Narad generalized this last result of Thue. To explain his generalization, we need the notion of fractional power of a word. Consider a word like ingoing. We can consider this word to consist of ingo followed by the first three letters of the same word; in other words, it is a 7/4-power. More generally, a word is a k+p/q power if it consists of k repetitions of some block of length q, followed by the first p letters of that block. So the French word entente (which has been absorbed into English), is a 7/3 power.

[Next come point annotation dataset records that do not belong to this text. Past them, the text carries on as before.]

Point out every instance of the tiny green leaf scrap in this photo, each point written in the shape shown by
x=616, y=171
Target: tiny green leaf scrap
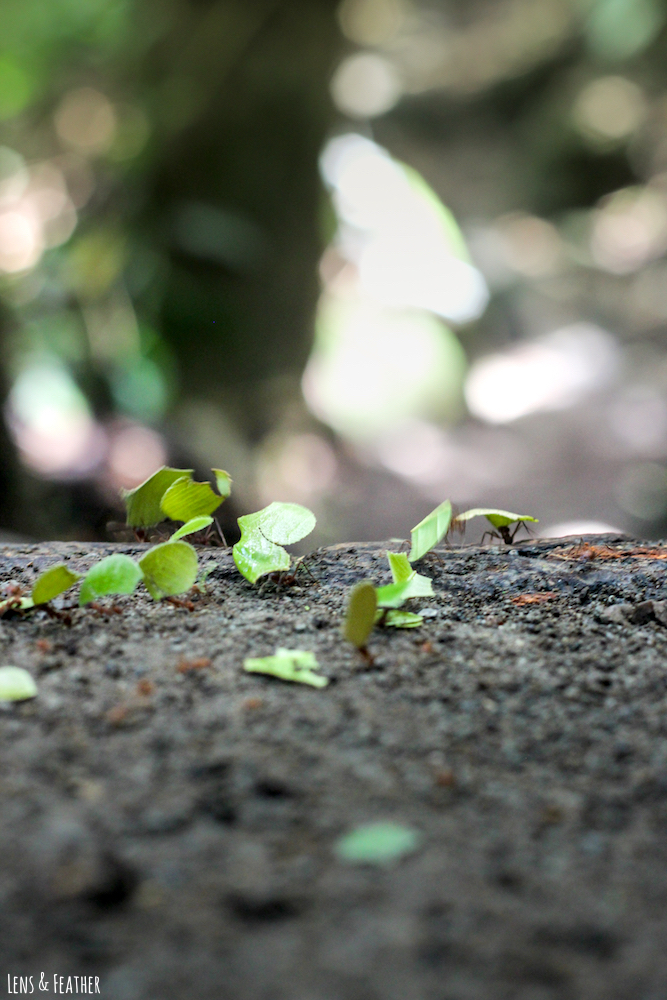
x=378, y=843
x=16, y=604
x=169, y=569
x=195, y=524
x=53, y=581
x=16, y=684
x=286, y=523
x=430, y=531
x=116, y=574
x=296, y=665
x=259, y=550
x=223, y=481
x=142, y=504
x=360, y=614
x=398, y=619
x=186, y=499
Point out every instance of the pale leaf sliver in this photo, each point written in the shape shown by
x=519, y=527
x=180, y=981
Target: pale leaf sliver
x=285, y=523
x=186, y=499
x=297, y=665
x=378, y=843
x=430, y=531
x=16, y=684
x=195, y=524
x=52, y=582
x=116, y=574
x=223, y=481
x=254, y=554
x=360, y=614
x=498, y=518
x=169, y=569
x=142, y=504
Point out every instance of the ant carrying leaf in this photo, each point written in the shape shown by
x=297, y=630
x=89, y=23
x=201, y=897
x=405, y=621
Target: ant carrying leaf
x=501, y=520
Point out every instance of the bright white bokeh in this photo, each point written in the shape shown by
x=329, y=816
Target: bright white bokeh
x=549, y=373
x=406, y=246
x=51, y=422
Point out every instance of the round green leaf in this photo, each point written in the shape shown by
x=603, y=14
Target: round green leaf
x=169, y=569
x=142, y=504
x=16, y=684
x=53, y=581
x=377, y=843
x=186, y=499
x=360, y=614
x=117, y=574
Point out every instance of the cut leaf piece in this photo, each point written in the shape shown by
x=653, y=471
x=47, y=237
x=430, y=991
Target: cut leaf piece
x=289, y=665
x=285, y=523
x=378, y=843
x=400, y=567
x=186, y=499
x=430, y=531
x=117, y=574
x=254, y=554
x=360, y=614
x=142, y=504
x=498, y=518
x=169, y=569
x=223, y=481
x=399, y=619
x=16, y=604
x=196, y=524
x=53, y=581
x=393, y=595
x=16, y=684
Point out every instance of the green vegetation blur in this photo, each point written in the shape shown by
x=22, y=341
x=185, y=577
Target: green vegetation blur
x=319, y=243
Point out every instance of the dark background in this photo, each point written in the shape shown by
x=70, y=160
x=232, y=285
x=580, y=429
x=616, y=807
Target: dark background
x=166, y=233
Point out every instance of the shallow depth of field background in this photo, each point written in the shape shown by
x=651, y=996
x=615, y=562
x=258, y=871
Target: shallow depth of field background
x=365, y=255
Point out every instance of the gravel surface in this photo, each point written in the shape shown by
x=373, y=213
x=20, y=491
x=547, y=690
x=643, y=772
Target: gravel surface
x=168, y=822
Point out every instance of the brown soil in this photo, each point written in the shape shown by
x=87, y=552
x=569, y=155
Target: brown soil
x=168, y=821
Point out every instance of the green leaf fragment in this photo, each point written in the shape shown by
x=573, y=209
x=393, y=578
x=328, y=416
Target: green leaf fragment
x=223, y=481
x=393, y=595
x=195, y=524
x=378, y=843
x=117, y=574
x=360, y=614
x=142, y=504
x=498, y=518
x=16, y=604
x=285, y=523
x=400, y=567
x=430, y=531
x=296, y=665
x=399, y=619
x=16, y=684
x=53, y=581
x=169, y=569
x=186, y=499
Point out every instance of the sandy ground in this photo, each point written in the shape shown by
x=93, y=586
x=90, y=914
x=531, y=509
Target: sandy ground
x=168, y=822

What Narad proved is the following: the word t defined by Thue (and now called the Thue-Morse word) is the only one, other than its complement, that is 7/3-power-free and is a fixed point of a morphism. The proof is rather subtle and it appeared in International Journal of Foundations of Computer Science in 2005.

This is only one of many results contained in his thesis. I can't discuss them all, but I can't resist mentioning one other result, because it has a nice picture attached to it. Suppose we generalize our notion of infinite words to two dimensions: in other words, with every lattice point with non-negative integer coordinates, we associate some symbol. Then one can ask about avoiding squares in the plane: not just every row, column, and diagonal, but for every word defined by any line with rational slope. It turns out that one can indeed avoid squares in this case, as was shown by the Italian computer scientist Carpi in a beautiful 1988 paper; his construction used an alphabet of 16 symbols. Now instead of avoiding squares, suppose one only wants to avoid sufficiently large squares. Can we use a smaller alphabet in that case? Narad showed that if we want to avoid squares xx with the length of x greater than 2, then an alphabet of size 4 suffices. The construction can be illustrated by assigning each lattice point a square of a particular color, a different color for each symbol. Here's a portion of the result:

In January, Narad will be taking up an NSERC postdoc at the University of Winnipeg, to work with James Currie. Congratulations to Narad for a job well-done!


Anonymous said...

How come your student has focused mostly on journal publications? Why not publish many conference papers as well? I thought conference publications were important in computer science.

Jeffrey Shallit said...

Umm, if you look at his CV, you'll see he's published in lots of conferences: WACAM '04, DLT '04, WORDS '03, DLT '07. He also shared the best student paper award at DLT '04.

Anonymous said...

Maybe add them under "Conference publications" then. Currently, there's only one paper in that section.

Erdos56 said...

Nice. Morphisms are 1D CAs? I see an interesting link to algorithmic randomness: the amount of compressibility of a symbol sequence is clearly related to internal symmetries defined through a grammar of transformations. Non-squaring transformation systems start to look semi-random.

David Swart said...

Perhaps a bathroom tiling project in the future?